If the wisdom of this House has turned the affairs of Christendom, they have shown it particularly in the bill for excluding the Duke. Our only wisdom now is to preserve our wives and children, estates and religion and all that is dear to us. If these are not arguments to persuade gentlemen, I cannot hear better to be spoken to, nor do I know what to propose. But if it fare with other men as with me, I am not able to utter anything to secure us after this defeat of the bill. But yet I would not lose courage, but rally up our thoughts, and the way to consider well what to do is to adjourn till to-morrow, and let every man lay his hand upon his heart, and consider what to propose by that time.

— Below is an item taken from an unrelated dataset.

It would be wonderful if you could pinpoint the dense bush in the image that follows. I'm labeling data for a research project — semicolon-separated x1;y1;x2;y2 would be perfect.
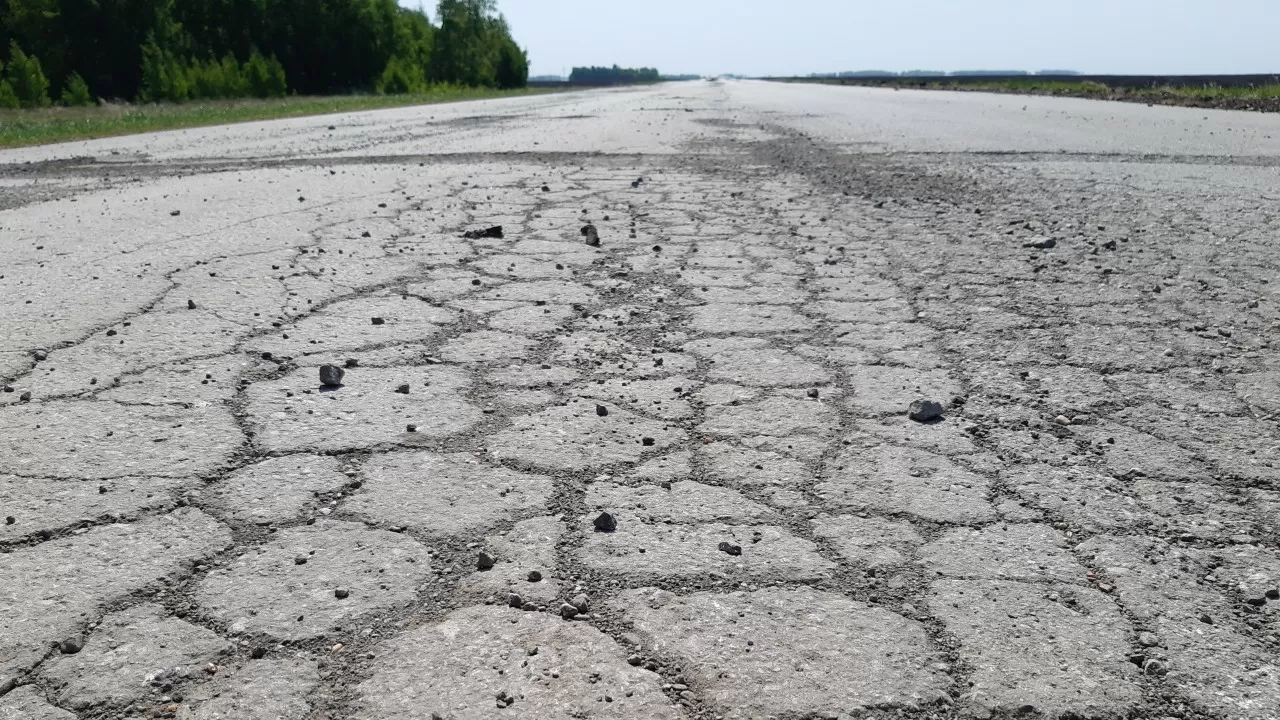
5;42;50;108
376;58;426;95
0;0;529;105
58;73;93;108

Later in the day he urged the removal of Lord Halifax from the Privy Council as ‘the great occasion of throwing out this bill’. On 13 Dec. he declared: ‘I think there is not a Papist of quality in England but is guilty of cutting all your throats’, and he was among those appointed to bring in bills to associate all Protestant subjects on the Elizabethan model, and for security against arbitrary power. He helped to prepare the address insisting on exclusion, and was named to the committee for the repeal of the Corporations Act. In the Oxford Parliament he was again named to the elections committee, and on 24 Mar. 1681 proposed that the resolutions of the House, with the rest of their proceedings, should be printed. He was among those ordered to prepare for a conference on the loss of the bill to repeal the Elizabethan statute against Protestant nonconformists.8

Hotham was implicated in Monmouth’s confession after the Rye House Plot, but no action was taken against him. He quarrelled with the corporation of Beverley, and was defeated by Sir Ralph Warton at the general election of 1685. His petition was never reported. Danby included him among the Opposition, and in 1687 he fled to Holland. Returning with the Prince of Orange in November 1688, he and Harbord showed much anxiety lest their electoral interest should have suffered from their absence. But he was invited to stand for Hull and Beverley, and was returned for the latter constituency both at the abortive election and at the general election of 1689. He played no known part in the Convention, and returned to Yorkshire after the coronation as governor of Hull. The bitter winter weather proved too much for him, however, and he was buried at South Dalton on 29 Mar. 1689.9

Ref Volumes: 1660-1690

Authors: P. A. Bolton / Paula Watson

Notes

  • 1. Clay, Dugdale’s Vis. Yorks. iii. 263.
  • 2. Stowe 744, f. 4v; C181/7/44; HMC 8th Rep. pt. 1 (1881), 275; Cal. Treas. Bks. iii. 912; J. Tickell, Kingston-upon-Hull, 586.
  • 3. A. M. W. Stirling, The Hothams, i. 20, 100; P. Saltmarshe, Hothams of Scorborough, 178-84; Keeler, Long Parl. 222-3; Beverley Bor. Recs. (Yorks. Arch. Soc. rec. ser. lxxxiv), 103.
  • 4. Reresby Mems. 47; CJ, viii. 663; ix. 49, 123, 130, 210; Dering, 44.
  • 5. Dering, 128; Grey, ii. 205-6, 390-1; iii. 36, 367; Eg. 3345, f. 34v; Bulstrode Pprs. 320; CJ, ix. 372.
  • 6. CJ, ix. 415, 424; Eg. 3345, ff. 47v, 50v; Grey, iv. 364; v. 225, 273, 280, 322, 332-3, 359-60, 384; vi. 320; Dalrymple Mems. i. 382.
  • 7. Grey, vii. 119, 305; CJ, ix. 629.
  • 8. PRO 31/3, bdle. 146, f. 28; Grey, vii. 382; viii. 4, 30, 129, 292-3; HMC Ormonde, n.s.v. 496-7; Clarke, Jas. II, i. 619.
  • 9. Clarke, i. 742; CSP Dom. July-Sept. 1683, p. 173; Beverley Bor. Recs. 108, 170-2; CJ, ix. 723; Stirling, 103-4; Reresby Mems. 525; Clarendon Corresp. ii. 219; Saltmarshe, 183-4.